In other news, we got a letter from our fertility clinic about our frozen embryos and what we want to do with them. We could pay the storage fee for another year, let them be disposed of, or donate them to research. This is something I have personally agonized over since we got pregnant with Charlie. I didn't want to have to decide. And as I was sure it would turn out, we were given 45 days to decide. It's kind of funny (not haha) how this played out. You see, a girl I worked with 8 years ago (Amy) and I have remained friends with through facebook posted about one of her friends. She's trying to raise money to help her friend offset costs of medical bills and now rent, etc that they are incurring for their 5.5 month old daughter-Lillian. As it turns out, their daughter was diagnosed with Krabbe disease. It's a degenerative disease caused by the myelin surrounding your spinal cord breaking down and causing you to lose control of your muscles, etc. Most kids with this disease won't live to see 2 and it they start to show signs at about 5-6 months old. One of our mutual friends and I talked about it, and we can't imagine what we'd do if either of our newborn babies was diagnosed with this. This little baby has two older siblings who only know that their baby sister is sick, not that she's going to die. In an effort to slow the progress of this disease, her mom and she have moved to an apartment in Pennsylvania to be closer to the children's hospital where she is now getting chemo in anticipation of a stem cell transplant while her dad and siblings stay behind in Maryland.

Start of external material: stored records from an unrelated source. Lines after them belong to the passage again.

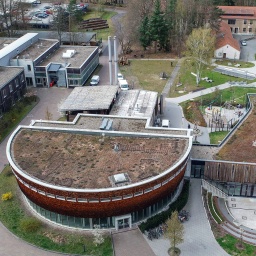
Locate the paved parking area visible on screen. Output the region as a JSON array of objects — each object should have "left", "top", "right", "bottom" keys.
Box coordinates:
[{"left": 147, "top": 179, "right": 229, "bottom": 256}]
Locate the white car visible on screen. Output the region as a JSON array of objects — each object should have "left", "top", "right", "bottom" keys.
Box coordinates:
[
  {"left": 90, "top": 76, "right": 100, "bottom": 86},
  {"left": 117, "top": 73, "right": 124, "bottom": 82},
  {"left": 241, "top": 40, "right": 247, "bottom": 46}
]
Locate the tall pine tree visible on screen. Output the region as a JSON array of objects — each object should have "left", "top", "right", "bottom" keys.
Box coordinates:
[
  {"left": 150, "top": 0, "right": 168, "bottom": 50},
  {"left": 139, "top": 16, "right": 151, "bottom": 50}
]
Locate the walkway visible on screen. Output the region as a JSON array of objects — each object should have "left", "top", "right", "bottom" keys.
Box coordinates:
[
  {"left": 112, "top": 228, "right": 155, "bottom": 256},
  {"left": 0, "top": 87, "right": 71, "bottom": 256},
  {"left": 147, "top": 179, "right": 228, "bottom": 256}
]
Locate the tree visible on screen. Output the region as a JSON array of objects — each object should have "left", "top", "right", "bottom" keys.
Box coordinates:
[
  {"left": 185, "top": 28, "right": 215, "bottom": 85},
  {"left": 139, "top": 16, "right": 151, "bottom": 50},
  {"left": 164, "top": 211, "right": 184, "bottom": 253},
  {"left": 150, "top": 0, "right": 168, "bottom": 50}
]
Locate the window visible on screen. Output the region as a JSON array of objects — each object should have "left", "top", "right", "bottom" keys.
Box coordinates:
[
  {"left": 228, "top": 20, "right": 236, "bottom": 25},
  {"left": 15, "top": 78, "right": 19, "bottom": 87},
  {"left": 3, "top": 89, "right": 7, "bottom": 98}
]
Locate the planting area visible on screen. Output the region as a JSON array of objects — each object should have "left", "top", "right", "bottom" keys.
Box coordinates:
[
  {"left": 215, "top": 96, "right": 256, "bottom": 163},
  {"left": 12, "top": 130, "right": 188, "bottom": 188},
  {"left": 120, "top": 59, "right": 176, "bottom": 93}
]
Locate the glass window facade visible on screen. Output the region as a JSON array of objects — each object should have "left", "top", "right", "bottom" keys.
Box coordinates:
[{"left": 27, "top": 182, "right": 183, "bottom": 229}]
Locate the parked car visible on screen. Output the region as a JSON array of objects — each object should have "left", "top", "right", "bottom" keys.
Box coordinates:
[
  {"left": 36, "top": 13, "right": 48, "bottom": 19},
  {"left": 90, "top": 76, "right": 100, "bottom": 85},
  {"left": 241, "top": 40, "right": 247, "bottom": 46},
  {"left": 117, "top": 73, "right": 124, "bottom": 82}
]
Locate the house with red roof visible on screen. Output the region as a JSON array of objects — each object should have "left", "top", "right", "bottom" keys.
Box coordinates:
[
  {"left": 218, "top": 6, "right": 256, "bottom": 35},
  {"left": 214, "top": 21, "right": 240, "bottom": 60}
]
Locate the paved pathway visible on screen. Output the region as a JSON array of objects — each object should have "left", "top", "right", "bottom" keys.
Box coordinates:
[
  {"left": 0, "top": 87, "right": 71, "bottom": 172},
  {"left": 113, "top": 229, "right": 155, "bottom": 256},
  {"left": 147, "top": 179, "right": 229, "bottom": 256},
  {"left": 0, "top": 87, "right": 71, "bottom": 256}
]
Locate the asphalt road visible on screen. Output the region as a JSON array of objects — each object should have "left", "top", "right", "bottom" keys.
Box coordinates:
[{"left": 234, "top": 35, "right": 256, "bottom": 61}]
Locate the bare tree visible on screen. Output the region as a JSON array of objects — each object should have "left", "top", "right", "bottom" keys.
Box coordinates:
[
  {"left": 185, "top": 28, "right": 215, "bottom": 85},
  {"left": 0, "top": 0, "right": 15, "bottom": 37}
]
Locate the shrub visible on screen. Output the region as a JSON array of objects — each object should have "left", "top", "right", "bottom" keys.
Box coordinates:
[
  {"left": 20, "top": 217, "right": 41, "bottom": 232},
  {"left": 2, "top": 192, "right": 13, "bottom": 201},
  {"left": 139, "top": 180, "right": 190, "bottom": 233}
]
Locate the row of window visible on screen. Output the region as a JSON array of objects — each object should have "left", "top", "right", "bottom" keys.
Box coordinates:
[
  {"left": 2, "top": 74, "right": 25, "bottom": 98},
  {"left": 15, "top": 162, "right": 187, "bottom": 203},
  {"left": 230, "top": 28, "right": 256, "bottom": 33},
  {"left": 228, "top": 19, "right": 253, "bottom": 25},
  {"left": 28, "top": 182, "right": 182, "bottom": 229}
]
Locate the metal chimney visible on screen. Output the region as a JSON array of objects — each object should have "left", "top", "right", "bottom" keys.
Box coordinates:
[
  {"left": 114, "top": 36, "right": 118, "bottom": 85},
  {"left": 108, "top": 36, "right": 113, "bottom": 85}
]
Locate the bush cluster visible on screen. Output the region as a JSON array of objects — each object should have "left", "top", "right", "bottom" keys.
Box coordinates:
[
  {"left": 139, "top": 180, "right": 190, "bottom": 233},
  {"left": 2, "top": 192, "right": 13, "bottom": 201}
]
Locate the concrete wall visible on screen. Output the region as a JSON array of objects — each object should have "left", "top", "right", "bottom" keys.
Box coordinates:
[{"left": 214, "top": 44, "right": 240, "bottom": 60}]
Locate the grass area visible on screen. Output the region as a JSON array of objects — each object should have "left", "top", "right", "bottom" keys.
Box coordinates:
[
  {"left": 169, "top": 60, "right": 256, "bottom": 97},
  {"left": 217, "top": 235, "right": 256, "bottom": 256},
  {"left": 0, "top": 166, "right": 113, "bottom": 256},
  {"left": 207, "top": 193, "right": 223, "bottom": 224},
  {"left": 209, "top": 131, "right": 229, "bottom": 144},
  {"left": 82, "top": 9, "right": 117, "bottom": 40},
  {"left": 0, "top": 98, "right": 39, "bottom": 143},
  {"left": 120, "top": 60, "right": 176, "bottom": 93},
  {"left": 215, "top": 60, "right": 255, "bottom": 68},
  {"left": 180, "top": 86, "right": 256, "bottom": 125}
]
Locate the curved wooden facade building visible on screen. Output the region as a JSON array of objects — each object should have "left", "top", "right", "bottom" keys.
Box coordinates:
[{"left": 7, "top": 117, "right": 192, "bottom": 228}]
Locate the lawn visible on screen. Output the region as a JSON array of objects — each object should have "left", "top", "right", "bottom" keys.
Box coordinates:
[
  {"left": 0, "top": 166, "right": 113, "bottom": 256},
  {"left": 215, "top": 60, "right": 255, "bottom": 68},
  {"left": 217, "top": 235, "right": 256, "bottom": 256},
  {"left": 169, "top": 60, "right": 254, "bottom": 98},
  {"left": 120, "top": 59, "right": 176, "bottom": 93},
  {"left": 209, "top": 131, "right": 229, "bottom": 144},
  {"left": 180, "top": 86, "right": 256, "bottom": 126}
]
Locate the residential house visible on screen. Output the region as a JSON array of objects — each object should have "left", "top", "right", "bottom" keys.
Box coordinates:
[
  {"left": 219, "top": 6, "right": 256, "bottom": 35},
  {"left": 214, "top": 21, "right": 240, "bottom": 60}
]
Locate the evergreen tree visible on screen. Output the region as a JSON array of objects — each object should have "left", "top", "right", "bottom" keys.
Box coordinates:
[
  {"left": 139, "top": 16, "right": 151, "bottom": 50},
  {"left": 150, "top": 0, "right": 168, "bottom": 50}
]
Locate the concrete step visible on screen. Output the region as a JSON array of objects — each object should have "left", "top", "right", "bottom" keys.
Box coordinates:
[{"left": 222, "top": 225, "right": 256, "bottom": 245}]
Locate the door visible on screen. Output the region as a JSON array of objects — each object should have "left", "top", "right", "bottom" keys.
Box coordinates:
[{"left": 116, "top": 215, "right": 132, "bottom": 230}]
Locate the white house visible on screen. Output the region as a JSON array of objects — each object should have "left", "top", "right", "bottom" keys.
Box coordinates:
[{"left": 214, "top": 21, "right": 240, "bottom": 60}]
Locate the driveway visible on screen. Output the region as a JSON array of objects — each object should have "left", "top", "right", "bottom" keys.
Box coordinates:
[
  {"left": 234, "top": 35, "right": 256, "bottom": 61},
  {"left": 147, "top": 179, "right": 229, "bottom": 256},
  {"left": 0, "top": 87, "right": 72, "bottom": 173}
]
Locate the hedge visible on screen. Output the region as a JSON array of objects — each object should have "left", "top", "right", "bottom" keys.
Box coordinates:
[{"left": 139, "top": 180, "right": 190, "bottom": 233}]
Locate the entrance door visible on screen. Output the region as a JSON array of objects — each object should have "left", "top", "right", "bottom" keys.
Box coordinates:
[{"left": 116, "top": 215, "right": 132, "bottom": 230}]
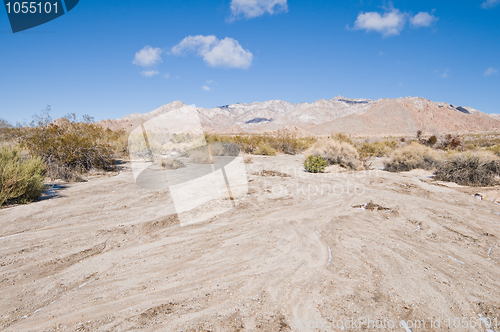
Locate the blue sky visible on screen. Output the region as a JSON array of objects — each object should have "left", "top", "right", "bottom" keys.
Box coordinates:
[{"left": 0, "top": 0, "right": 500, "bottom": 123}]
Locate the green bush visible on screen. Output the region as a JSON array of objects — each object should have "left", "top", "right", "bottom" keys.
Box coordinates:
[
  {"left": 0, "top": 148, "right": 45, "bottom": 206},
  {"left": 304, "top": 155, "right": 326, "bottom": 173},
  {"left": 306, "top": 138, "right": 362, "bottom": 170},
  {"left": 205, "top": 130, "right": 316, "bottom": 155},
  {"left": 434, "top": 153, "right": 500, "bottom": 187},
  {"left": 13, "top": 120, "right": 123, "bottom": 181}
]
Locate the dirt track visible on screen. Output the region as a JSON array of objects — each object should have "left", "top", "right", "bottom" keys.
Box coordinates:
[{"left": 0, "top": 156, "right": 500, "bottom": 332}]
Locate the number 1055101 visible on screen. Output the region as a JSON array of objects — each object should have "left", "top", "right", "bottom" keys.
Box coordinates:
[{"left": 5, "top": 1, "right": 57, "bottom": 14}]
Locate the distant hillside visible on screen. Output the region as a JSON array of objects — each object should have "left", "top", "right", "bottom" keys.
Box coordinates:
[{"left": 99, "top": 96, "right": 500, "bottom": 135}]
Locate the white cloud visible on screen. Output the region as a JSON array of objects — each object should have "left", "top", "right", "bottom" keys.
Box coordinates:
[
  {"left": 410, "top": 12, "right": 438, "bottom": 28},
  {"left": 132, "top": 45, "right": 162, "bottom": 67},
  {"left": 172, "top": 35, "right": 253, "bottom": 69},
  {"left": 141, "top": 70, "right": 160, "bottom": 77},
  {"left": 231, "top": 0, "right": 288, "bottom": 19},
  {"left": 484, "top": 67, "right": 498, "bottom": 76},
  {"left": 354, "top": 8, "right": 406, "bottom": 37},
  {"left": 481, "top": 0, "right": 500, "bottom": 9}
]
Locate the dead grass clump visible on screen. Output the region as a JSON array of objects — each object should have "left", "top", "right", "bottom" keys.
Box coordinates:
[
  {"left": 205, "top": 130, "right": 316, "bottom": 155},
  {"left": 253, "top": 169, "right": 290, "bottom": 178},
  {"left": 486, "top": 145, "right": 500, "bottom": 157},
  {"left": 306, "top": 138, "right": 362, "bottom": 170},
  {"left": 434, "top": 152, "right": 500, "bottom": 187},
  {"left": 352, "top": 201, "right": 390, "bottom": 211},
  {"left": 188, "top": 147, "right": 212, "bottom": 164},
  {"left": 253, "top": 142, "right": 276, "bottom": 156},
  {"left": 0, "top": 148, "right": 46, "bottom": 206},
  {"left": 358, "top": 139, "right": 398, "bottom": 158},
  {"left": 209, "top": 142, "right": 240, "bottom": 157},
  {"left": 385, "top": 142, "right": 443, "bottom": 172},
  {"left": 243, "top": 154, "right": 253, "bottom": 164},
  {"left": 161, "top": 159, "right": 186, "bottom": 170}
]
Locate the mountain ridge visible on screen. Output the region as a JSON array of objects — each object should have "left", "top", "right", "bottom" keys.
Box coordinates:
[{"left": 98, "top": 96, "right": 500, "bottom": 135}]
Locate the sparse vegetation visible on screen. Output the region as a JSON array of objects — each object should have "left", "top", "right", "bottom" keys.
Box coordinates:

When we first got the letter, Archie and I talked about whether we thought we might change our minds about wanting more kids down the road. He was adamant that two was good unless God blesses us the old-fashioned way. He didn't want to do any more treatments. I wasn't as convinced, but I also didn't want to just "throw away" our embryos. Having just heard about this little girl's story days before receiving the letter, I talked to Archie about the donation option. Initially we'd been against this as we felt like people would be manipulating and playing around with our babies. But after hearing about her, and definitely not feeling right about just letting our embryos go, and about how I would feel if something happened to either of my kids that stem cells or any kind of research could help with, I felt differently about the research option. I felt like it was a chance not to "waste" our embryos, but to donate them to possibly help another child, or help anyone affected by awful diseases like hers. It would mean so much more to us to know that our embryos went to do something good. Archie agreed with me. I can't tell you how "easy" and good it felt to finally come to a decision that we were both happy with, and didn't feel guilty about. I know I may hear some negative comments about our decision because not everyone will agree with it, but you have to do what's right for your family and what you feel comfortable with, and we have to do the same. Like I said, it was something I agonized over for a year. They weren't wasted. They had a purpose, and I honestly believe we've been shown what that purpose is through this little girl's struggles. To read more about Lillian and her disease, you can visit this site.

That's it from me for now, I'll try not to take another month and a half to post!